The local typicality that, alongside the imported elements, marks this new code is expressed since the first norms of the code, that is, by the general provisions of the first book, where we find the re-emergence of local customs as a source of law where the law does not provide (art. 10). Customs have so far been identified as having no relevance in the system - formalistically understood - of the sources of law. The new civil code emblematically marks the official return on the scene of this source of law, which is typically associated with the local legal substratum of each legal system.

Another relevant distinctive element of the civil code is to be found in the structure of the code, and in particular in the adoption of an independent book on Personality rights, which is considered an expression of the Chinese characteristic that can have a innovative impact for whole civil law world. As a matter of fact “this book aims to close what is considered a loophole in traditional civil codes”[5], given the central role of personality rights in the scenario of contemporary law.

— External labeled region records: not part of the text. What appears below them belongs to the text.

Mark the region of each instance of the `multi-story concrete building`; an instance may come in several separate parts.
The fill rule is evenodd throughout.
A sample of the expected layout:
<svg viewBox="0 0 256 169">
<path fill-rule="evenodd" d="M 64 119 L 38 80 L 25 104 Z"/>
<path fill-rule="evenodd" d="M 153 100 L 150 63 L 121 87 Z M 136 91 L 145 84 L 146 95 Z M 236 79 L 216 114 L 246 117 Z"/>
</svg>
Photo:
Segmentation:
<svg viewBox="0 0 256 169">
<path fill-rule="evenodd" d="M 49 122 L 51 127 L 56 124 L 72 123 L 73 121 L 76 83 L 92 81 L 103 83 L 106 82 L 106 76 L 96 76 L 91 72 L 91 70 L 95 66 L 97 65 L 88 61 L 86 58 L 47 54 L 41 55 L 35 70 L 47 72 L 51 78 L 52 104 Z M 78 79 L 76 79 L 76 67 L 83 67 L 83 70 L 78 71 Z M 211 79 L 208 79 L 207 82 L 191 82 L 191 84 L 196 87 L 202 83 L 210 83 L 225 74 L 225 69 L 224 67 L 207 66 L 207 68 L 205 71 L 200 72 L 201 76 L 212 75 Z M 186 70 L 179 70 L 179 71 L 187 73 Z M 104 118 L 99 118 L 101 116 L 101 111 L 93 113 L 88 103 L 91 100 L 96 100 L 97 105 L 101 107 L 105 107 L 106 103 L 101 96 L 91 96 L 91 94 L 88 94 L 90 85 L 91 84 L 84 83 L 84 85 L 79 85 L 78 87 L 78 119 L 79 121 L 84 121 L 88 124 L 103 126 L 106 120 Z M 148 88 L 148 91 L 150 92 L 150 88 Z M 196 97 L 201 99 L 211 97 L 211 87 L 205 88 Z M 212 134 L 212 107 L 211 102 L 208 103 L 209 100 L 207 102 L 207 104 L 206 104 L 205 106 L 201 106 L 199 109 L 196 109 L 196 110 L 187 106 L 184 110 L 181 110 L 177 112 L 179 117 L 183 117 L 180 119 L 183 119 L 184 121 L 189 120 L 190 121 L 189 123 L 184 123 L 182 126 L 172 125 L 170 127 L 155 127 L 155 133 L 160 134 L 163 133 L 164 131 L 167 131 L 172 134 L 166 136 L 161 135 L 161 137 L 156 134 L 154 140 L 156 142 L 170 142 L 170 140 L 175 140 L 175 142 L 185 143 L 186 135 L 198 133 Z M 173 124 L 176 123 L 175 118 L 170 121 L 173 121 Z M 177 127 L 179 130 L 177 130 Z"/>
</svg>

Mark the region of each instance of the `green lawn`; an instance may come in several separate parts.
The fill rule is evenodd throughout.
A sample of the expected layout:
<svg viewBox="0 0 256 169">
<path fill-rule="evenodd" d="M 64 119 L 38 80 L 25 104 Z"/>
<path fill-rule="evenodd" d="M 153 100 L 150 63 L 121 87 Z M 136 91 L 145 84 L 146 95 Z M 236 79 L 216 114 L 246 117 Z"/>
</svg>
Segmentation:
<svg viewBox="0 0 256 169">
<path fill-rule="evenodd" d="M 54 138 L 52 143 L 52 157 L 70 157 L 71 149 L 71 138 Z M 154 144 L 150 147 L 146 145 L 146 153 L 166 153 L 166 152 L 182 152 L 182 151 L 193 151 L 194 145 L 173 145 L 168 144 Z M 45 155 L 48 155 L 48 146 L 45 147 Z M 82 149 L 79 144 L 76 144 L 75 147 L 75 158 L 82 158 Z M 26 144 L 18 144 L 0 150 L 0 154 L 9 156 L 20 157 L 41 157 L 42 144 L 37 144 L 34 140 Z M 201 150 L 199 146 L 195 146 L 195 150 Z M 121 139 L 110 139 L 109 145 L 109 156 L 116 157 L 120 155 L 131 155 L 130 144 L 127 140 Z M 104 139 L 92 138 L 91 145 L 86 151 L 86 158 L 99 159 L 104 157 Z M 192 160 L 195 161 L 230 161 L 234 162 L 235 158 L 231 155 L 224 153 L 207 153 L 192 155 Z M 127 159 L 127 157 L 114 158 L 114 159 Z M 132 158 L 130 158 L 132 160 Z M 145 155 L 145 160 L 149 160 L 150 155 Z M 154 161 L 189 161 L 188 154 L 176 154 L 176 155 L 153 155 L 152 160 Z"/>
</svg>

Thus, this code is a full expression of its time, a time marked by the hybridization of legal models. Within this context the Chinese characteristics, are not simply part of a rhetoric dimension. When the idea of the Civil code was introduced in China, at the dawn of the modern legal reforms, the local aspects were considered only in the perspective of a Western-style imagined future. Today, one century later, the local dimension has been acquiring increasing consistency, in terms of more openly declared political and legal strategies, of rules shaped by the specific local legal development process and, last but not least, of the transmission of cultural patterns that are rooted in the Chinese legal mentality and are part of the local legal substratum.

Footnotes

  • [1] For a more detailed analysis of the topics discussed in this blog see Timoteo Marina, China Codifies. The first book of the civil code between Western models to Chinese characteristics, in Opinio Juris in Comparatione, 2019, at http://www.opiniojurisincomparatione.org/opinio/article/view/129
  • [2] As announced in the Resolution of the Communist Party Central Committee on Certain Major Issues Concerning Comprehensively Advancing the Law-Based Governance of China (中共中央关于全面推进依法治国若干重大问题的决定),  approved in the Fourth Plenary Session of the 18th Central Committee of the Communist Party of China (CPC), held in Beijing from 20 to 23 October 2014.
  • [3] In 2014 Resolution, Part one, at para 12, it is said that China is moving in the way of an autonomous path of development, within which she “will not indiscriminately copy foreign rule of law concepts and models” (汲取中华法律文化精华,借鉴国外法治有益经验,但决不照搬外国法治理念与模式 (Jiqu zhonghua falu wenhua jinghua, jiejian guowai fazhi youyi jingyan, dan jue bu zhaoban waiguo fazhi linian yu moshi)
  • [4] Land administration law: 土地管理法, Tudi guanli fa (1986).
  • [5] These are words by Wang Liming-Xiong Bingwan, Personality Rights in China’s New Civil Code: A Response to Increasing Awareness of Rights in a Era of Evolving Tecnology, in Modern China, 2020, p. 9.